Israel Leads the Way in Predictive Analytics

YERUSHALAYIM

A new digital research institute will utilize patients’ medical information gathered from the national health funds to predict colon cancer and other diseases, Globes reported on Thursday.

Biomed investor Morris Kahn, predictive analytics expert Prof. Kira Radinsky and Maccabi Health Services are joining forces in the $6 million project, to be managed by Maccabi Institute for Research and Innovation head Prof. Varda Shalev.

“Israel has an extremely special advantage in digital medical information,” Kahn told Globes. “Our health funds have collected unusual information, both because patients tend to stay with the same health fund for many years, and because the health funds underwent the digital revolution at an early stage.”

Varda Shalev says,” At this very moment, our doctors are spending time with patients and improving our information. We were so alarmed about putting that delicate meeting between a doctor and his patient on the computer. We now realize that the computer brings so much added value to that meeting. Doctors can’t do everything.”

Radinsky has been working in the field for over a decade. “I began to deal with this question 12 years ago as a Microsoft researcher. By examining correlations, we succeeded in discovering side effects of drugs and formulating their sequence.

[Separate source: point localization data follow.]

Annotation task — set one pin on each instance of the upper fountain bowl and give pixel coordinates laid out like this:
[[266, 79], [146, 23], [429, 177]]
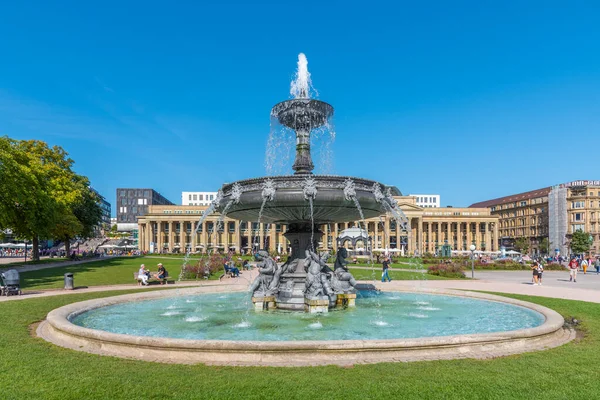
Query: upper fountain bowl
[[302, 114], [289, 204]]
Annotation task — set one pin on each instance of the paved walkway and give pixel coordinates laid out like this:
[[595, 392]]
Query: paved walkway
[[555, 285]]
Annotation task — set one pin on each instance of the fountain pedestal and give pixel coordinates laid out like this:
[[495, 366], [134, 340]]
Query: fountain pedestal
[[317, 305], [346, 300], [263, 303]]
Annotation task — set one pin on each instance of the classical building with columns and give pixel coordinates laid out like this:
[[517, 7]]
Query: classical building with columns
[[172, 229]]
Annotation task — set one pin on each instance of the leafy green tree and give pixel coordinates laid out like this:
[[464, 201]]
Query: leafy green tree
[[40, 195], [544, 246], [522, 244], [580, 242]]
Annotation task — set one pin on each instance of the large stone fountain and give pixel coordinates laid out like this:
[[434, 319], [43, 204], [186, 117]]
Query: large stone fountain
[[304, 201]]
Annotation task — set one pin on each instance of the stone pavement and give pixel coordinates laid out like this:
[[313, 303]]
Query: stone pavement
[[555, 284]]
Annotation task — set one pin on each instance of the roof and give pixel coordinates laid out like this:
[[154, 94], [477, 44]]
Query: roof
[[512, 198]]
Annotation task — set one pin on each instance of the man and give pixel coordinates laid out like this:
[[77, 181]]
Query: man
[[573, 267], [143, 275], [385, 275]]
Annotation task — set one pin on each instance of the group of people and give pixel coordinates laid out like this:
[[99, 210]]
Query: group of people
[[576, 263], [144, 274]]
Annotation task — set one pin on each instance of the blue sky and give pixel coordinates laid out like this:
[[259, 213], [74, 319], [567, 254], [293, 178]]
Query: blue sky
[[470, 100]]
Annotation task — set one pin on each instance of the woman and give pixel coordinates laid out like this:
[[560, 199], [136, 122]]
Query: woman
[[162, 274], [535, 273]]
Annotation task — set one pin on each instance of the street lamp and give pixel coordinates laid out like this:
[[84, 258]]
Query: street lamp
[[472, 248]]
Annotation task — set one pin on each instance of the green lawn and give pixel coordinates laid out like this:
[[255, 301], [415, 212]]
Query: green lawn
[[30, 368], [18, 262], [109, 271], [366, 274]]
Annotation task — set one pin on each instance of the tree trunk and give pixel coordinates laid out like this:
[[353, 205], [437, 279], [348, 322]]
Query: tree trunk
[[35, 248], [68, 247]]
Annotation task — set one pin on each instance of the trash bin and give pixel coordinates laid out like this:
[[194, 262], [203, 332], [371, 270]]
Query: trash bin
[[69, 281]]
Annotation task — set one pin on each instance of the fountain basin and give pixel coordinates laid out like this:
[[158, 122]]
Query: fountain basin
[[59, 329], [290, 205]]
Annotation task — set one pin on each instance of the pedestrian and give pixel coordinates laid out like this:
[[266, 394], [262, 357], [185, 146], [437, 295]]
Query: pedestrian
[[540, 272], [385, 273], [584, 265], [535, 273], [573, 267]]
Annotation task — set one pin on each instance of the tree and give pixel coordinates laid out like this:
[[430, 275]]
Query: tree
[[522, 244], [544, 246], [40, 195], [580, 242]]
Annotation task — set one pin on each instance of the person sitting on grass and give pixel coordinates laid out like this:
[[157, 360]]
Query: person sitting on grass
[[162, 274], [143, 275], [230, 269]]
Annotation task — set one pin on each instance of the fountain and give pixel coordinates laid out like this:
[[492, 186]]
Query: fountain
[[214, 324], [303, 201]]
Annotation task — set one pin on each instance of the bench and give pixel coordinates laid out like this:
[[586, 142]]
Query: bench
[[152, 279]]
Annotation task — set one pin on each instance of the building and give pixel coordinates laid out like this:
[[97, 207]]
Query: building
[[427, 200], [173, 229], [197, 198], [106, 209], [548, 216], [133, 203]]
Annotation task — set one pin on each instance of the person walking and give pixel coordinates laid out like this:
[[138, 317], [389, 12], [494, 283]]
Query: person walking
[[385, 274], [534, 268], [573, 267]]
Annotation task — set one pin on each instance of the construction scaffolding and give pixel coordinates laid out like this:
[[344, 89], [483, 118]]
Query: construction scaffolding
[[557, 220]]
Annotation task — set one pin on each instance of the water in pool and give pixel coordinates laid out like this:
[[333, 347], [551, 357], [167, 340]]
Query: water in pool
[[378, 315]]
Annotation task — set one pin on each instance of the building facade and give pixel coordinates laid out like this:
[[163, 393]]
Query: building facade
[[106, 209], [197, 198], [427, 200], [549, 216], [133, 203], [173, 229]]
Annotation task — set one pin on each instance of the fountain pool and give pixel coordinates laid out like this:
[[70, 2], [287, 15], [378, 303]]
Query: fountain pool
[[224, 316]]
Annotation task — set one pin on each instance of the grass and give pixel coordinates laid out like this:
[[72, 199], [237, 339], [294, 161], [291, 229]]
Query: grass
[[367, 274], [109, 271], [20, 263], [31, 368]]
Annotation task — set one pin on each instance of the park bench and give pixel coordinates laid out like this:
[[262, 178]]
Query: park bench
[[152, 279]]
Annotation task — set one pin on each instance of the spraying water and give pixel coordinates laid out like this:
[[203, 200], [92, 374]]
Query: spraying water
[[300, 87], [309, 189]]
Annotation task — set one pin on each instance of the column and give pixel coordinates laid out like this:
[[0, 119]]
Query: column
[[469, 241], [496, 243], [159, 236]]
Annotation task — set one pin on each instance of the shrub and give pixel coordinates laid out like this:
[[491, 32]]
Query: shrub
[[446, 270]]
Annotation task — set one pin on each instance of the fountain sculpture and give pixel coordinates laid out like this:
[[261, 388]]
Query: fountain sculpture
[[303, 201]]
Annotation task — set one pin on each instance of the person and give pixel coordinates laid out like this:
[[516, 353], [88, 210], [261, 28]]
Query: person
[[229, 268], [385, 274], [573, 267], [535, 273], [143, 275], [162, 273], [540, 272]]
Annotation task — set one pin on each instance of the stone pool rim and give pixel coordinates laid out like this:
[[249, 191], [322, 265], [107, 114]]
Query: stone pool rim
[[58, 329]]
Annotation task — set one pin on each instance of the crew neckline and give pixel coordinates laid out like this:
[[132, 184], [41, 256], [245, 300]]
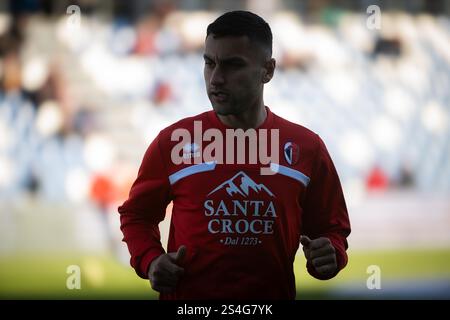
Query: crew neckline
[[267, 124]]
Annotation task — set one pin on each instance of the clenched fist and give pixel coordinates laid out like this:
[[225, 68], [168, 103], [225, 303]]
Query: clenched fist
[[321, 254], [165, 271]]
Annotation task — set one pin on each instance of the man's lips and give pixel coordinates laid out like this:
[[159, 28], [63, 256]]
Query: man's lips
[[219, 95]]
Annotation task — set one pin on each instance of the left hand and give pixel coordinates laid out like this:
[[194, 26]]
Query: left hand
[[321, 254]]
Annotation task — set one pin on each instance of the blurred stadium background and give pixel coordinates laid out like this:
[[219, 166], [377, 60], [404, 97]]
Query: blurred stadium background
[[81, 97]]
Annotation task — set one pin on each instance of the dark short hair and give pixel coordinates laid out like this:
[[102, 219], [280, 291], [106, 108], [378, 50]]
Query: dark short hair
[[242, 23]]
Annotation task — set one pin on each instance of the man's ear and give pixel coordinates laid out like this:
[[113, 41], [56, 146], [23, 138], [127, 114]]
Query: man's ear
[[269, 69]]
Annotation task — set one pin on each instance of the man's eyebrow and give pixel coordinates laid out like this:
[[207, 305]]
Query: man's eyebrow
[[207, 57]]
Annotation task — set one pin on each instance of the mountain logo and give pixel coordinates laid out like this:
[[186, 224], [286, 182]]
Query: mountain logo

For example, we discovered that if a person is taking a given drug, and then experiences a headache accompanied by nausea, he should go to the doctor to make sure that something worse won’t happen.”

Tracing the outbreak of Ebola provided an example of how predictive analytics works. “From the data, the system realized that when a certain country is looking for gold and diamonds, it causes forests to be burned, and animals to move. What is the connection? Only by reading articles about the possible sources of the Ebola infection can the system come up with the hypothesis that cutting down the forests really causes the migration of bats from the forest to settled locations, and that cases of Ebola were caused by eating uncooked meat from a bat. We went back to the descriptions of the case and the doctors, and verified the hypothesis with them.”

The potential for the system is immense. High on the list of diseases to be analyzed are diabetes and urinary infections.